Values at once began to be expressed in terms of legal tender money. It was a common belief that gold had gone to a premium. The fact was that the paper money had gone to a discount. In the latter part of 1864 gold was quoted in the New York market at 280, which did not mean that a gold dollar was worth more than a dollar, but that a paper dollar was worth only thirty-five cents.

The status of greenback money was given a setback when in July, 1863, congress repealed that part of the law which permitted its exchange for six-twenty bonds.

It is proper to say in passing that the issue of those bonds was a surprising operation, a stroke of finance by Jay Cooke, the Philadelphia banker, who took upon himself the whole burden of flotation and carried it through by a splendid run of liberal, cleverly devised public advertisements. His plan became standard. It has been followed ever since in every important flotation of securities here and in Europe, Mr. Cooke was a great banker the sort of man now called a go-getter. If a thing were to be done, he went and did it without regard to precedent; and magnitude never troubled him.

The money muddle lasted almost eight years after the war had closed. Then, in 1873, congress passed an act restoring the gold standard, and in 1879 the treasury began to redeem its notes in gold. Meanwhile the National Bank Act had come into play, the whole banking situation had improved, and the country entered upon that course which finally brought about the present Federal Reserve Bank system, the elasticity of which has enabled us to preserve commercial credit and equilibrium while carrying on another and most stupendous war.

Banking conditions in the southern states after the first year of the civil war became deplorable, then desperate. The confederated states followed the example set by the north, and issued currency promising to pay.
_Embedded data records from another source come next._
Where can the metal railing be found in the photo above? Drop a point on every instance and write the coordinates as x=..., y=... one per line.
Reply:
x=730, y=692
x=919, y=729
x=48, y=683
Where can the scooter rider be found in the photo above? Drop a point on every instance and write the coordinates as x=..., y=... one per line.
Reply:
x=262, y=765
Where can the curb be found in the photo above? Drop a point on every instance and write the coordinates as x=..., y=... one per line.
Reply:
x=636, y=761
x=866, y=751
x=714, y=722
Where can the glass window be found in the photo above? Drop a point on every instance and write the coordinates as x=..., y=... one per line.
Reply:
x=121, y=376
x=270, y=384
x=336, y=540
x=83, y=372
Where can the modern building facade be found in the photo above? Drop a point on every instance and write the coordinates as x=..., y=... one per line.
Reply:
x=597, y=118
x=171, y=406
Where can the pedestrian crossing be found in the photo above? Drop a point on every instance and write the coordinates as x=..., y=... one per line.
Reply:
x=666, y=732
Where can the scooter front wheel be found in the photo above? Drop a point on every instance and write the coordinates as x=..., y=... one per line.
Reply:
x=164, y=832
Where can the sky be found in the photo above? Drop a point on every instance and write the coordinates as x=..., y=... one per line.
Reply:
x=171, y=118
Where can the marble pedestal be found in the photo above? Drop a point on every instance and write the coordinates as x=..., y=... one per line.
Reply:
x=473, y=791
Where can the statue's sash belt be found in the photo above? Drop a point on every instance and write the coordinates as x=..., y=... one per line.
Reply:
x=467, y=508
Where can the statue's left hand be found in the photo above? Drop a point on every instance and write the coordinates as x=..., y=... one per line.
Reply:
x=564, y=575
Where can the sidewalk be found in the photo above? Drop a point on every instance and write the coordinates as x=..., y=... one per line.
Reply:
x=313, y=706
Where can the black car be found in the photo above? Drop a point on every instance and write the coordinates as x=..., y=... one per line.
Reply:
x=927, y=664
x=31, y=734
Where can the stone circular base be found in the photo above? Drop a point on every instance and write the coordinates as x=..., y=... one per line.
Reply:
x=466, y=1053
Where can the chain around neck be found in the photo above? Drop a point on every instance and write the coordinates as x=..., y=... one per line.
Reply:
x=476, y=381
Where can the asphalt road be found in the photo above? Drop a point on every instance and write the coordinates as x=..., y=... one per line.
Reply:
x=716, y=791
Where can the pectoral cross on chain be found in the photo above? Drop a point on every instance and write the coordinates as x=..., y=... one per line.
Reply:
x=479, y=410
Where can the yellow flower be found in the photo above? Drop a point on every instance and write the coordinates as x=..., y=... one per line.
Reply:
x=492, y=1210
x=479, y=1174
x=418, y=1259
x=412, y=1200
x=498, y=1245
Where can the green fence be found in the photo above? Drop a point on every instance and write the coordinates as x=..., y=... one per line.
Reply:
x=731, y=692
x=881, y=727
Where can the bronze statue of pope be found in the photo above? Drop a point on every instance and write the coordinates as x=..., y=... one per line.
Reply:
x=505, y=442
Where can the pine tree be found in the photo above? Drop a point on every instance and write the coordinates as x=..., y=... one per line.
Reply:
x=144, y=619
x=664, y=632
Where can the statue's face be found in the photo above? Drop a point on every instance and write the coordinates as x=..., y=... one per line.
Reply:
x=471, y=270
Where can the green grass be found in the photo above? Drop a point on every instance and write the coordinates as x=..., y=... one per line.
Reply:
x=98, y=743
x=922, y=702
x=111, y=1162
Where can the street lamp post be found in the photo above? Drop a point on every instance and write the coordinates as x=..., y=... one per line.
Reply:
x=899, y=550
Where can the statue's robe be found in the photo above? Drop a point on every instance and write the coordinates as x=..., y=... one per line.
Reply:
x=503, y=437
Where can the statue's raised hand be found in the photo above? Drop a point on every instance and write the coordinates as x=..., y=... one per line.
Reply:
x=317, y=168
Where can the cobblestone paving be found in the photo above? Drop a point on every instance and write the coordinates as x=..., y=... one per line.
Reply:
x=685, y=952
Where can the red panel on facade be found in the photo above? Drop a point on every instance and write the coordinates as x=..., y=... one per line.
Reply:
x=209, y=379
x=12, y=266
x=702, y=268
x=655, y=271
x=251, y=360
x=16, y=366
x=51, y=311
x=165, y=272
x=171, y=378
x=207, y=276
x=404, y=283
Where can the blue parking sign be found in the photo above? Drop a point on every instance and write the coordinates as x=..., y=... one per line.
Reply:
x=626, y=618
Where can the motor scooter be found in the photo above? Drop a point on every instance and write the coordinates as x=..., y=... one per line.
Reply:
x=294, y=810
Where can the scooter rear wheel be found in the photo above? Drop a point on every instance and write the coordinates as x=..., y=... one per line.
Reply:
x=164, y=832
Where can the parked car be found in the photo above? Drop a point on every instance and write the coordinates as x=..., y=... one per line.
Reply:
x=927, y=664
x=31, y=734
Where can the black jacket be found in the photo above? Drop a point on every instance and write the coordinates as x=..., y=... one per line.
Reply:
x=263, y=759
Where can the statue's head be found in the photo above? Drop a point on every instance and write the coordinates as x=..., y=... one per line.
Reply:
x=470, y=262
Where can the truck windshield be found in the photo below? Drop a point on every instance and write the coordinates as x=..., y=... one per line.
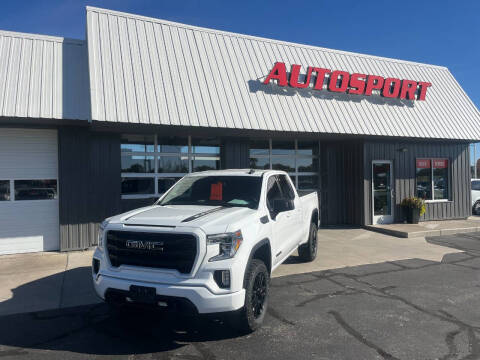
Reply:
x=241, y=191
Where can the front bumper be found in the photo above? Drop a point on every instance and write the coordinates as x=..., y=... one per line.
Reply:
x=202, y=298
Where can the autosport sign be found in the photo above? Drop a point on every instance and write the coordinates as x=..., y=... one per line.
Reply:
x=344, y=82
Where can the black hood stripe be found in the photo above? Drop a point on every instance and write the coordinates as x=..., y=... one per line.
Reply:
x=203, y=213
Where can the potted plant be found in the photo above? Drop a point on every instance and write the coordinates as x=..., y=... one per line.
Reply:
x=413, y=207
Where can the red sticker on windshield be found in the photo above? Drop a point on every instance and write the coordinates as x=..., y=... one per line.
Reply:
x=216, y=191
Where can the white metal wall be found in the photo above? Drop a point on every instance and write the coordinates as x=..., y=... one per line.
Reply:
x=29, y=225
x=145, y=70
x=43, y=77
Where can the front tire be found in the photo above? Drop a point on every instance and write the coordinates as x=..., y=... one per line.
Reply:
x=476, y=208
x=257, y=281
x=308, y=251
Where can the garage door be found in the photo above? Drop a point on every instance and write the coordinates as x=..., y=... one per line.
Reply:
x=28, y=190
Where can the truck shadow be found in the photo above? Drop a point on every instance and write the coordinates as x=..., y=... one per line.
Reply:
x=95, y=329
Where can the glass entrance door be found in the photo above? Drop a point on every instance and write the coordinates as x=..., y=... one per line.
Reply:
x=382, y=192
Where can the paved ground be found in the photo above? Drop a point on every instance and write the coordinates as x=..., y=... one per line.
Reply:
x=430, y=228
x=405, y=309
x=44, y=281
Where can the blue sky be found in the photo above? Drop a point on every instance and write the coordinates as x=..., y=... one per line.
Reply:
x=441, y=32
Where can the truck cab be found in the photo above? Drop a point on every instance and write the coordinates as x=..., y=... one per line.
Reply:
x=208, y=245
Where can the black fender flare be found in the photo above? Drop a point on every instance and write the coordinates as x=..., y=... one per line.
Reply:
x=265, y=241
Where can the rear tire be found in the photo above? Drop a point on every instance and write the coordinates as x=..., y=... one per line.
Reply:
x=256, y=284
x=308, y=251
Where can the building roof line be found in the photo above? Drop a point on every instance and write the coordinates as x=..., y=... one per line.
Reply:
x=58, y=39
x=257, y=38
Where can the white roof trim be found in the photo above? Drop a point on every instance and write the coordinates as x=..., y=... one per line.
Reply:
x=258, y=38
x=41, y=37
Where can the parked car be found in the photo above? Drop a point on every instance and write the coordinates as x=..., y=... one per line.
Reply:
x=208, y=245
x=476, y=196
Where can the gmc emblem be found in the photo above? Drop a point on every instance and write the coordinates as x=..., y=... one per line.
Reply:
x=145, y=245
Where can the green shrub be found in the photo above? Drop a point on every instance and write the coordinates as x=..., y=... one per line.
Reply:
x=414, y=203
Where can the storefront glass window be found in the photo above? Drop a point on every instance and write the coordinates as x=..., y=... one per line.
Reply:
x=259, y=147
x=260, y=163
x=475, y=160
x=432, y=179
x=135, y=186
x=4, y=190
x=166, y=183
x=297, y=157
x=137, y=143
x=283, y=148
x=152, y=164
x=137, y=163
x=173, y=164
x=440, y=179
x=35, y=189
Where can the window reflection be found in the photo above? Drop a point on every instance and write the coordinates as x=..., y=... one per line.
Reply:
x=4, y=190
x=138, y=186
x=137, y=164
x=137, y=143
x=35, y=189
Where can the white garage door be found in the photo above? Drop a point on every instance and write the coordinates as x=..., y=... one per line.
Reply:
x=28, y=190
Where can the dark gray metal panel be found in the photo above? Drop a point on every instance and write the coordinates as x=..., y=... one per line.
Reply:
x=235, y=153
x=89, y=184
x=458, y=205
x=132, y=204
x=341, y=173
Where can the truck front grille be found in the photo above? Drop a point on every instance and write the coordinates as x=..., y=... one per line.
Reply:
x=154, y=250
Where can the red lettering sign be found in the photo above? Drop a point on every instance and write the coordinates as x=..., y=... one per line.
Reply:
x=423, y=163
x=216, y=191
x=279, y=73
x=440, y=163
x=344, y=82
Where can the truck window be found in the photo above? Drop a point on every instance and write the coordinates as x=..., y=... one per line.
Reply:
x=243, y=191
x=287, y=191
x=273, y=192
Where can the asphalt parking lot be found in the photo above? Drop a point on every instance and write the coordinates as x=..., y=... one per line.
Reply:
x=406, y=309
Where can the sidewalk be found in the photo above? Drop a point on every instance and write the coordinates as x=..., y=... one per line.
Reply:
x=40, y=281
x=43, y=281
x=429, y=228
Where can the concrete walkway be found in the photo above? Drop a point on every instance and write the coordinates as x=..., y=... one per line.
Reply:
x=42, y=281
x=429, y=228
x=340, y=247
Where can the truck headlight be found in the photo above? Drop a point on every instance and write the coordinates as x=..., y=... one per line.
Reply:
x=228, y=244
x=101, y=230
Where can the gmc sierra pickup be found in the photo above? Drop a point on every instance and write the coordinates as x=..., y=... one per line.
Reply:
x=208, y=245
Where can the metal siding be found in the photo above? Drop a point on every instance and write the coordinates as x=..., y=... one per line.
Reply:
x=28, y=225
x=341, y=190
x=213, y=78
x=43, y=77
x=89, y=184
x=404, y=175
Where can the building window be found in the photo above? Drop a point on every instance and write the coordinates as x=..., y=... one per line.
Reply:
x=152, y=164
x=205, y=154
x=4, y=190
x=298, y=158
x=35, y=189
x=432, y=179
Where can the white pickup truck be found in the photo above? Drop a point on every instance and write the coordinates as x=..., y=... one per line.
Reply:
x=208, y=245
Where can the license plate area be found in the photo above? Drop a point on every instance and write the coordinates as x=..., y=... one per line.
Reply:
x=143, y=294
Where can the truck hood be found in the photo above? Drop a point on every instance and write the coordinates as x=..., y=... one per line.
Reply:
x=208, y=218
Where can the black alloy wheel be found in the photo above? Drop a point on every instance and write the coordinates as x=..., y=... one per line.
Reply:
x=257, y=281
x=476, y=208
x=259, y=294
x=308, y=251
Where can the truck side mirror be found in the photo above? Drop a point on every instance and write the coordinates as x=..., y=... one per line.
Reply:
x=281, y=205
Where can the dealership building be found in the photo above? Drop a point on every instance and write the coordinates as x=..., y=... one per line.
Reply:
x=92, y=128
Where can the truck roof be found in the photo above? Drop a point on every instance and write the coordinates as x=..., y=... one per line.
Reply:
x=236, y=172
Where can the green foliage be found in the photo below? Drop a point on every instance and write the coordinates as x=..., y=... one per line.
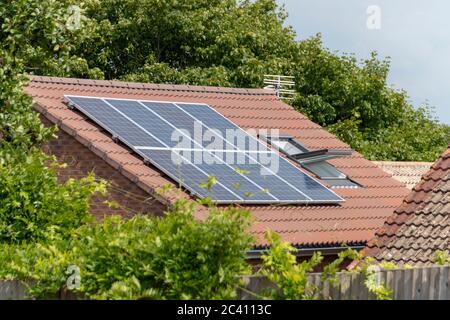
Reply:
x=354, y=101
x=291, y=281
x=175, y=257
x=223, y=43
x=370, y=269
x=33, y=37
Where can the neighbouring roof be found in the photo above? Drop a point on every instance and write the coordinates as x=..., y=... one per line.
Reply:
x=353, y=222
x=408, y=173
x=421, y=225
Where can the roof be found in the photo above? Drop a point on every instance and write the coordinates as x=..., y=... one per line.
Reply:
x=421, y=225
x=408, y=173
x=353, y=222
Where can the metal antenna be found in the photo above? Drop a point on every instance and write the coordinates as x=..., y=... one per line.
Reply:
x=283, y=85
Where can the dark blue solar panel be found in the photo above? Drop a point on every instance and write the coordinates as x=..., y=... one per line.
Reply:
x=305, y=183
x=214, y=120
x=149, y=127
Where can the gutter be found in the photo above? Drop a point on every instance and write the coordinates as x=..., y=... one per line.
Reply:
x=256, y=254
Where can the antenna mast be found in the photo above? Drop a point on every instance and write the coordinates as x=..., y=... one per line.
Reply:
x=283, y=85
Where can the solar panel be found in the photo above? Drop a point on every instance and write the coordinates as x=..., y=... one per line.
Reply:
x=155, y=130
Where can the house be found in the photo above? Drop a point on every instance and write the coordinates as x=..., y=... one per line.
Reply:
x=370, y=195
x=421, y=225
x=407, y=172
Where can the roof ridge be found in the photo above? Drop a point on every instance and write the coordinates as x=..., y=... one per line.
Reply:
x=151, y=86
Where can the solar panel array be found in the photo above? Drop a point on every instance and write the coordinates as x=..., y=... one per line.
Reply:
x=149, y=128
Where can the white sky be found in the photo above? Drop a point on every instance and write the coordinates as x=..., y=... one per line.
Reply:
x=414, y=33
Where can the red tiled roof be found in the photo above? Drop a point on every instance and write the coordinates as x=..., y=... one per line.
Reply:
x=421, y=225
x=353, y=222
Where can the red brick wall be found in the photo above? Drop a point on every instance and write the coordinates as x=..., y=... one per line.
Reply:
x=80, y=161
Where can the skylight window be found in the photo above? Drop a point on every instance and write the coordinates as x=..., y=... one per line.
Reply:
x=314, y=161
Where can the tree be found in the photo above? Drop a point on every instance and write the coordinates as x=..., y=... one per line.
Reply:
x=354, y=101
This currency went so low that it used to be said a housewife had to take her money in a basket but could bring back her purchase in her purse. No one now can realize the heroic patience, the steadfast courage of those people through those years. They were not whipped. They simply wore out.

The difference was due to the fact that the north was industrial and its ports were kept open, while the south was agricultural and its ports were closed. Equalization of banking between the two and its ensuant restoration of trade and credits came slowly, after the war, but they were fully established long since, and the old sectional differences have disappeared.